Con los noventa, la carrera de Zulawski comienza a bajar de revoluciones. Tras agotar su crédito en Francia, su regreso a Polonia con Szamanka (1996) desencadena una nueva serie de turbulencias. Recuerdas cómo, tras el intenso esfuerzo depositado en su personaje, Iwona Petry casi dejó el cine. Pocas criaturas de su obra han dado tanto frente a la pantalla. En Szamanka hombre y mujer están más cerca que nunca de las pulsiones del sexo y la violencia. Zulawski rastrea, infatigable, el cuerpo de su actriz, la acosa, venera y ataca, con toda la furia que su aventura francesa había mitigado. La historia del filme, en cambio, nos habla de chamanes y vestigios, de fetiches y creencias que devoran cualquier sueño de la razón.

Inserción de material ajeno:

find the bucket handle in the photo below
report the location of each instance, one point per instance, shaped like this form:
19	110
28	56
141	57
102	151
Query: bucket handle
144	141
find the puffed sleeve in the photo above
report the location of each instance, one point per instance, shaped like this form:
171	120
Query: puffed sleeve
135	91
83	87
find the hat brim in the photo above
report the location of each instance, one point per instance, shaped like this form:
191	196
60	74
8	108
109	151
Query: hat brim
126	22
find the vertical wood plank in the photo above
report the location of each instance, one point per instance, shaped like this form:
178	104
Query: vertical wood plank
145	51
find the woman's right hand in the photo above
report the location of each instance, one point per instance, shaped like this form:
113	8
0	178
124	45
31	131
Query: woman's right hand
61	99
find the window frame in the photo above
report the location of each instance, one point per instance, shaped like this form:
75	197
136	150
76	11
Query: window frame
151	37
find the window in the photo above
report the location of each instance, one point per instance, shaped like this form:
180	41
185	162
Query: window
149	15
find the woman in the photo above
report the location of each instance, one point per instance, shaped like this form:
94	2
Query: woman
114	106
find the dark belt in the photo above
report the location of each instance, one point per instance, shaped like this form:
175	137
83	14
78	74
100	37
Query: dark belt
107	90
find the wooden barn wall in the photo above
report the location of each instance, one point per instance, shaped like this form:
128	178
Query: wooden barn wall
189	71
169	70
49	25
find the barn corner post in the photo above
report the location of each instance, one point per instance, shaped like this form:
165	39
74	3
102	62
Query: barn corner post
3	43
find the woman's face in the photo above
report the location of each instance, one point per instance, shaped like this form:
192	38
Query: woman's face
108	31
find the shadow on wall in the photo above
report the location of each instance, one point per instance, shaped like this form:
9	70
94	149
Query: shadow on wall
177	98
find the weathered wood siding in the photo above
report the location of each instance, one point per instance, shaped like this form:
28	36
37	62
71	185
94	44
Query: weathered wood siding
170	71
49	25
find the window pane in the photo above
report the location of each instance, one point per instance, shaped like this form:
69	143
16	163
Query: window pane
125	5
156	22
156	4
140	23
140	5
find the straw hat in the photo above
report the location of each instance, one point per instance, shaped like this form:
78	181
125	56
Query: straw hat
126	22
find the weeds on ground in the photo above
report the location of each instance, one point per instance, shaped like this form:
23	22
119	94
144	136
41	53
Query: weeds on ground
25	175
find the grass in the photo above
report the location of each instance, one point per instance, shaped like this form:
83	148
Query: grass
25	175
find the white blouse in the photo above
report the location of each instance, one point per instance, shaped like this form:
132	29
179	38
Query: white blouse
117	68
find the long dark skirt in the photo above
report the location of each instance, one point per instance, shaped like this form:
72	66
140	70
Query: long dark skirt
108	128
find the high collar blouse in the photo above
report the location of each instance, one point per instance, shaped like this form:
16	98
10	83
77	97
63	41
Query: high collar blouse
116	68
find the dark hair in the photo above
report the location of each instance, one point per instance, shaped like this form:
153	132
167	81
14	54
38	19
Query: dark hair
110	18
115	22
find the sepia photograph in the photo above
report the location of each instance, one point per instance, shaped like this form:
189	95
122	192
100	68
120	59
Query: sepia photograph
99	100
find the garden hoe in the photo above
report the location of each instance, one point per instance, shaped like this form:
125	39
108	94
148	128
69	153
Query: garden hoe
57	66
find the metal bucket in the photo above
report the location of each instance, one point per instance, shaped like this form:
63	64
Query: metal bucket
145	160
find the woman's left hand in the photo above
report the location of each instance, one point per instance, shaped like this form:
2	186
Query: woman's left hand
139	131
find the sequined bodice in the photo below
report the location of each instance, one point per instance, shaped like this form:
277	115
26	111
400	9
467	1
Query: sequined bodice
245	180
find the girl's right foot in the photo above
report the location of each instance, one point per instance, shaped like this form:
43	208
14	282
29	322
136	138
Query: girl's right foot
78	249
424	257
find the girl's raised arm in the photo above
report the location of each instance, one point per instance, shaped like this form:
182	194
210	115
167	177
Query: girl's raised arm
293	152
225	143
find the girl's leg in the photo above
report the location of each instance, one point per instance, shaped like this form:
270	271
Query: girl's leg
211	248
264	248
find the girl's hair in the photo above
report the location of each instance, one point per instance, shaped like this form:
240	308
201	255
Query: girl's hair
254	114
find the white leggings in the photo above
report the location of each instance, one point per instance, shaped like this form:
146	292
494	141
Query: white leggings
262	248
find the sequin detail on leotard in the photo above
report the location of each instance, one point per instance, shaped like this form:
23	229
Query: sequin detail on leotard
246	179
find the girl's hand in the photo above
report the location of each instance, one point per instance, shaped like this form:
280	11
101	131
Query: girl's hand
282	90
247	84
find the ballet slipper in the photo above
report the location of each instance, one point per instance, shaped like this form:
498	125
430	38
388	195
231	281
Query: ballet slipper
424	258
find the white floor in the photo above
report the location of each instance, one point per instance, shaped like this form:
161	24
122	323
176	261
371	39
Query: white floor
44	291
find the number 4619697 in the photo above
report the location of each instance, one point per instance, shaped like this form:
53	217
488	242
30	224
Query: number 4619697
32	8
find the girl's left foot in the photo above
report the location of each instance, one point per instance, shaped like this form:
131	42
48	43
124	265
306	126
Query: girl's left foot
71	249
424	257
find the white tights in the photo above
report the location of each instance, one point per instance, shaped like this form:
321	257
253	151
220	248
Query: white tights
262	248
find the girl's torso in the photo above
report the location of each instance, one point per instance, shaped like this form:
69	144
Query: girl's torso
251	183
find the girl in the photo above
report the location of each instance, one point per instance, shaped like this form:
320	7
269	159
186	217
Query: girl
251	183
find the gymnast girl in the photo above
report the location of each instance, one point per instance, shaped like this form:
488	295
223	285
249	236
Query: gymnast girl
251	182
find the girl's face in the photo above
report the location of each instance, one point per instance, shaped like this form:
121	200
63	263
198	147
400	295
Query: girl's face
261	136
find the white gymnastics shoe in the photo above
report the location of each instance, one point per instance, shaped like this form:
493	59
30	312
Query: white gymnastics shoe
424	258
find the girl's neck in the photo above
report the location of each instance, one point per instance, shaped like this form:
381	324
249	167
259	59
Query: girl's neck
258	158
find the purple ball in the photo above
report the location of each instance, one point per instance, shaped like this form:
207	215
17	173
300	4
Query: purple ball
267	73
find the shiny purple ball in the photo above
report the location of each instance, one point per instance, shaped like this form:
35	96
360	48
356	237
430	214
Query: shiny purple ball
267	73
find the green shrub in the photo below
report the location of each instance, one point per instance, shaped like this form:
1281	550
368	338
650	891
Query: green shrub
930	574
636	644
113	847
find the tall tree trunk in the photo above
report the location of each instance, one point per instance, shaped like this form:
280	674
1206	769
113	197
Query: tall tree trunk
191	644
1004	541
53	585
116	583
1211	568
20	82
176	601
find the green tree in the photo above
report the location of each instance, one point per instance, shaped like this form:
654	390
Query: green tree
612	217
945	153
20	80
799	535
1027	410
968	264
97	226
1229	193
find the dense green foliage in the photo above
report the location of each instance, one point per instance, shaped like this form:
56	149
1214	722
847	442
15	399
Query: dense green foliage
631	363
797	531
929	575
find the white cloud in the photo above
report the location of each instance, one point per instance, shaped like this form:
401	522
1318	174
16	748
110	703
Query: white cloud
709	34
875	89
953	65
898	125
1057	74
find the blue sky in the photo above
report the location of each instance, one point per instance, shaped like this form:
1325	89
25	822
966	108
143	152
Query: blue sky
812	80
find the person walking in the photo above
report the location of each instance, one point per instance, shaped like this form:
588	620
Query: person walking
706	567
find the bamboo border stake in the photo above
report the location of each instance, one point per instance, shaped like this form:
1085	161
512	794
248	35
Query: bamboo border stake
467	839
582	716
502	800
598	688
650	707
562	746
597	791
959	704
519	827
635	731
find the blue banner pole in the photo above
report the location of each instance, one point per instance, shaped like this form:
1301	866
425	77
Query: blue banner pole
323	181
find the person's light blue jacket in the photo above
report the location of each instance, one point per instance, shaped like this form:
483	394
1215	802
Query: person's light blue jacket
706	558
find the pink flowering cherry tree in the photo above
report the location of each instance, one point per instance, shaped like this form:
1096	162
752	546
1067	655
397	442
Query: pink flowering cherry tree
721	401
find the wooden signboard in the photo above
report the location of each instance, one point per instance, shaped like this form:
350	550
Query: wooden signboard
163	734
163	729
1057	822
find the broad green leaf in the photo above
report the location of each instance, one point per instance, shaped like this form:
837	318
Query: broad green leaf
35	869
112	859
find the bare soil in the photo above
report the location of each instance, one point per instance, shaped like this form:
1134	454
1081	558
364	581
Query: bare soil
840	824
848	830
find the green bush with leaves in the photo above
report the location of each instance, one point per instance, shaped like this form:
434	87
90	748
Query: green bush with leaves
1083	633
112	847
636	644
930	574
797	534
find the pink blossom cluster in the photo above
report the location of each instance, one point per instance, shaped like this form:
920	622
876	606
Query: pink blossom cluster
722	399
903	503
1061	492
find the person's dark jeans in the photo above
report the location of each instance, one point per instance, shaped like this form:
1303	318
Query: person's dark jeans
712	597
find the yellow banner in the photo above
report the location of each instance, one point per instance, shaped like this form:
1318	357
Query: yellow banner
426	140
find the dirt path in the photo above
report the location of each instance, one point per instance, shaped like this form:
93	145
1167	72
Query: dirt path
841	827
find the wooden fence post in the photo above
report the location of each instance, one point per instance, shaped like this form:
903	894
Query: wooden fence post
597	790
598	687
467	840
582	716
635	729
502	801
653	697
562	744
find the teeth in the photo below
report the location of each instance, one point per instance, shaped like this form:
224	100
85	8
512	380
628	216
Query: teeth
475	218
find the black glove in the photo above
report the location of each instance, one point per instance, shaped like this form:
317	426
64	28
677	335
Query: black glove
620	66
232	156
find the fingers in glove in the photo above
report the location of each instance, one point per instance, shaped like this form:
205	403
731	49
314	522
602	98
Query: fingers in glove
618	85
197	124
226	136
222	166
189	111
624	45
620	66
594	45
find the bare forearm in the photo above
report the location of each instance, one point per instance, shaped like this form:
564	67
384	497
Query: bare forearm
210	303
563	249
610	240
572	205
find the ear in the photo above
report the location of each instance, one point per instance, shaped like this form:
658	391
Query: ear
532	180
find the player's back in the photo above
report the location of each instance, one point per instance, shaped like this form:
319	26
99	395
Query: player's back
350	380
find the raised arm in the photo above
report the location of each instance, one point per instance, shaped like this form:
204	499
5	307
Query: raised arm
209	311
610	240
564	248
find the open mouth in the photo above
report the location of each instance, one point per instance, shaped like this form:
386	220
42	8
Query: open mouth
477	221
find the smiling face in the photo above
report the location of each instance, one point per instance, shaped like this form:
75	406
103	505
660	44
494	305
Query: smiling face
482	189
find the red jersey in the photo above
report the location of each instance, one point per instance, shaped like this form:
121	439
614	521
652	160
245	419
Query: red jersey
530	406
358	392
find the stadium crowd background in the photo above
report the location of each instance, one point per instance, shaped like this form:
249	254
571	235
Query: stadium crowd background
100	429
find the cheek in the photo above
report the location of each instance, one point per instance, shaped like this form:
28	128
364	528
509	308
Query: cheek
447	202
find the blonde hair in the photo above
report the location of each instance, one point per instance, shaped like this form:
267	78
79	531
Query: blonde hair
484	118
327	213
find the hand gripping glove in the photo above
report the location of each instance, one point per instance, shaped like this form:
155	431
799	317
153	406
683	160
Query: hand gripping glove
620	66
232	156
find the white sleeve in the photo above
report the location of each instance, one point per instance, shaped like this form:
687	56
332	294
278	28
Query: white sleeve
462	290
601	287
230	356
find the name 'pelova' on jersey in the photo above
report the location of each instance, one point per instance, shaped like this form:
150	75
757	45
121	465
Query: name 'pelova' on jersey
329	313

Una vez más, lo místico consume lo material, la carne acaba con las emociones. Los personajes entregan sus cuerpos apasionadamente mientras reducen sus sentimientos a balbuceos casi intraducibles. La fascinación, el amor desbordado, detona en un apocalipsis nuclear que, de alguna manera, remite a esa segunda oportunidad mediante la cual poder encontrarnos.
Masacrado por la crítica, Zulawski volvió a dirigir su carrera hacia Francia, donde, con la ayuda de Paulo Branco, levantó su último filme hasta la fecha, La fidelidad (La fidelité, 2000). Símbolo de la primera novela moderna, Madame de La Fayette y su obra La princesa de Clèves representan la apoteosis de esa manera de entender el cine, radical y salvaje, del director polaco. Con la complicidad de Sophie Marceau, La fidelidad se erige en el retrato de madurez de esa pasión descarnada, efímera y volátil, que una y otra vez, exceso tras exceso, los personajes de su cine soñaron alcanzar. Ahora, escribes, deberías terminar explicando por qué te gusta tanto el cine de Zulawski, qué encuentras tan tierno en su interior. Los personajes de su obra siempre se dan de bruces con el amor, consumen su pasión hasta la demencia y agotan su vida mientras intentan balbucear una llamada de auxilio. Sin embargo, siempre recuerdas la extraña dedicatoria que alguien garabateó en la última hoja de aquel libro de Christopher Frank: “Estamos hechos para nadar en la corriente, no para encallar en la orilla”. Y, por alguna razón que el tiempo te ha llevado a madurar, piensas que esa es la definición perfecta de lo que te hace sentir el cine de Zulawski. Su pasión y su exceso.